LaHair, his players, his coaches and the fans enjoyed Saturday night’s 5-1 victory over Lake County at Day Air Ballpark that pushed their season record to 35-33. The pitchers, led by starter Julian Aguiar, more than did their job, and the offense came alive in the late innings.

“We’re not out of the woods yet,” LaHair said. “We still got to keep playing, keep competing. We’ve been two games over, three games over before. We just take one day at a time, keep working and hopefully at the end we’ll be where we want to be.”

Saturday’s ingredients were the ones that can keep a team winning at high rate and in the second-half race for a playoff spot. It started with Aguiar (4-1) pitching six shutout innings and lowered his ERA to 1.97. He allowed three hits, one walk and struck out six. His six innings ran Lake County’s scoreless streak to 14 innings.

“Aguiar really had hitters off balance, put up a lot of zeros for us early, kept us in the ballgame, and then we were able to score,” LaHair said.

Then the Dragons’ bullpen did what it normally does. Jayvien Sandridge pitched the seventh and eighth and allowed only a solo homer to Micael Ramirez in the seventh. Then Jake Gozzo did in the ninth what he’s done all season with a 1-2-3 inning on nine pitches to lower his ERA to 0.93.

“It’s feeling good having a good bullpen behind you to come in and just keep the game going on the positive side,” Aguiar said. “Everybody’s starting to heat up in that bullpen.”

A 2-0 start on the second-half playoff push is nice, but Aguiar knows better than to think about what a single game might mean in the standings when there is so much season left.

“Not really thinking about that,” he said. “Just going out there and dominating and just getting these hitters out, putting up zeros on the board, so the guys on offense can score some runs and get some wins for us to keep the momentum going.”

Lake County starter Reid Johnston matched Aguiar until the fourth inning.

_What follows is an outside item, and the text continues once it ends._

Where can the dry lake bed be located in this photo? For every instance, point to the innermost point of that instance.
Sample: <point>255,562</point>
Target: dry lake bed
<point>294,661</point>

A hit batter and a walk set up Austin Callahan for a two-run double, which was the Dragons’ first hit of the game.

“I just put a good swing on something and it turned out well tonight,” Callahan said. “In the at-bats leading up to that point, we talked in the dugout about the movement of his pitches and just focused on being on time.”

Tyler Callihan was on time against Johnston in the seventh with his seventh home run for a 3-0 lead. Then the Dragons started the eighth with four straight hits against Franco Aleman to extend the lead to 5-1. Jack Rogers, who had struck out three times, singled to start the inning. He scored on Edwin Arroyo’s double to the left-field corner. Callihan followed with his second hit, then Ibarra singled in Arroyo.

“Our leadoff hitters for the inning did a good job of getting on base,” said Callahan, who also doubled in the seventh. “Hitting’s really contagious, and I think it showed tonight.”